Durante varias décadas la noción de
país industrializado fue equivalente a la de país desarrollado. En la
actualidad, la mayoría de esas potencias se han ido desindustrializando al
trasladar un creciente porcentaje de su actividad manufacturera a China y otros
países asiáticos. Los altos costos laborales y la creciente conciencia
ecologista en las otrora potencias industrializadas son parte de los factores
que originan la relocalización de esa actividad productiva.
La idea de lograr el
desarrollo a través de un
creciente grado de industrialización sigue siendo una gran aspiración en la
mayoría de los países de la periferia que compiten por atraer tales inversiones.
Asocian la industrialización al logro de objetivos de modernidad, bienestar y progreso,
a partir de transformar la producción campesina y artesanal en una gran
producción en serie, acelerando el crecimiento urbano como propulsores del
mercado interno. Generalmente, ese impetuoso ritmo de la actividad industrial viene
acompañado por la emanación de gases con efecto invernadero; efluentes líquidos
que se vierten en ríos, lagos y mares; y la acumulación de desechos sólidos que
terminan siendo una bomba de tiempo.

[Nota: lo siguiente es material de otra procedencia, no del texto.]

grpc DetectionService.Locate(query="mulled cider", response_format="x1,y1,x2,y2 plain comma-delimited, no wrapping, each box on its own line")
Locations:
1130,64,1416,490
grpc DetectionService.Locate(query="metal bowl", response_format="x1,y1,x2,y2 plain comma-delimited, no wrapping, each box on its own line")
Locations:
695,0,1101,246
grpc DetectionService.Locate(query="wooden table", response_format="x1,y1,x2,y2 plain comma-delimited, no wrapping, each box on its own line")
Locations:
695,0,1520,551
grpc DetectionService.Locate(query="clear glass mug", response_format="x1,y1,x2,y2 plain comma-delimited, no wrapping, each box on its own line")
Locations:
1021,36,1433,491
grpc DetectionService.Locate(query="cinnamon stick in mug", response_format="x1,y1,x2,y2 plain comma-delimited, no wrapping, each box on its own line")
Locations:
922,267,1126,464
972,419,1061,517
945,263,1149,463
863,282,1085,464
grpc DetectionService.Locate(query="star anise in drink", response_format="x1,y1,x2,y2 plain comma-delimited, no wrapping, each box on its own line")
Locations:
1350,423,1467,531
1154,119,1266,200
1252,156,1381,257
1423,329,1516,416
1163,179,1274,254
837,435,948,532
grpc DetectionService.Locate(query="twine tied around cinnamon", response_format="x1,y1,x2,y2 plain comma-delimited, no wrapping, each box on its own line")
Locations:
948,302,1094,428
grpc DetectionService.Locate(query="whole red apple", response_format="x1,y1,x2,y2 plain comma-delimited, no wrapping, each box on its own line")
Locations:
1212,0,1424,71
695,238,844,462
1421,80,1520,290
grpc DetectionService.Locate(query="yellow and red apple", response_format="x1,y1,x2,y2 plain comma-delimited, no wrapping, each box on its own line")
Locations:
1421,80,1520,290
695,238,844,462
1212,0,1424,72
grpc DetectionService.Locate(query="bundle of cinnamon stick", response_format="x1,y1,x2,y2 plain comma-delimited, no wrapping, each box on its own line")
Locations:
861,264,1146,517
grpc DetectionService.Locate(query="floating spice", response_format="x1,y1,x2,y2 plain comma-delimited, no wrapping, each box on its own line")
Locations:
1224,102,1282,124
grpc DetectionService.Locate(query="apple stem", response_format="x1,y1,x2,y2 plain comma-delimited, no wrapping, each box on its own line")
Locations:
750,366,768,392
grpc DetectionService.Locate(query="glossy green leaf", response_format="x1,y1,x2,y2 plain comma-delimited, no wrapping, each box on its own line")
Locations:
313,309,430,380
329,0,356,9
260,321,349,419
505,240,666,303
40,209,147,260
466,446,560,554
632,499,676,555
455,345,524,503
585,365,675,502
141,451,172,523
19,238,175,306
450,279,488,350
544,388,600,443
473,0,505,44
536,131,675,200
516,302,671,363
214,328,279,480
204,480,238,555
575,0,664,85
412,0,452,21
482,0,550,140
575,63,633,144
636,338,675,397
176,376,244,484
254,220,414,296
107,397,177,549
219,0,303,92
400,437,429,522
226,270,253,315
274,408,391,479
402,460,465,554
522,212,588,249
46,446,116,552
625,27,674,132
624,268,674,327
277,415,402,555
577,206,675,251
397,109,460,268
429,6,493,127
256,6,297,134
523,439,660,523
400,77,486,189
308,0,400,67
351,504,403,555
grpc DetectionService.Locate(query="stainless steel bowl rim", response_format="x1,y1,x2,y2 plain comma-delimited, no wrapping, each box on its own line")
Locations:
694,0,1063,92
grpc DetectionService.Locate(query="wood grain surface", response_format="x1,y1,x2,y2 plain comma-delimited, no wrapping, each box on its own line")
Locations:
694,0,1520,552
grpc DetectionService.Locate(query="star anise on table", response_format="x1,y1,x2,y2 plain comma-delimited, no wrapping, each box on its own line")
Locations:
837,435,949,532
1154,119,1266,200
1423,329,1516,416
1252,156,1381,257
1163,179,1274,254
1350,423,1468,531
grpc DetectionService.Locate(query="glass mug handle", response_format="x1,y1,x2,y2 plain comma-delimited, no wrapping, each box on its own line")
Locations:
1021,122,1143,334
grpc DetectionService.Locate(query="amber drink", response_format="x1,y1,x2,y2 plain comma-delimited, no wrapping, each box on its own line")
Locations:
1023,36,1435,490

Esto es causa del calentamiento global y
de un daño irreparable a la biodiversidad, con su secuela de millares de víctimas
debido a las sequías, desertificación, tormentas e inundaciones, así como de la
expulsión de millares de campesinos de sus tierras, ahora destinadas a fines más
rentables como la producción de biocombustibles que explica el brutal encarecimiento
de los alimentos básicos, así como de su escasez, acaparamiento, especulación.
En los hechos, ese desarrollo se ha limitado al crecimiento del PIB, de las
inversiones, el consumo, las exportaciones, las reservas internacionales, etc.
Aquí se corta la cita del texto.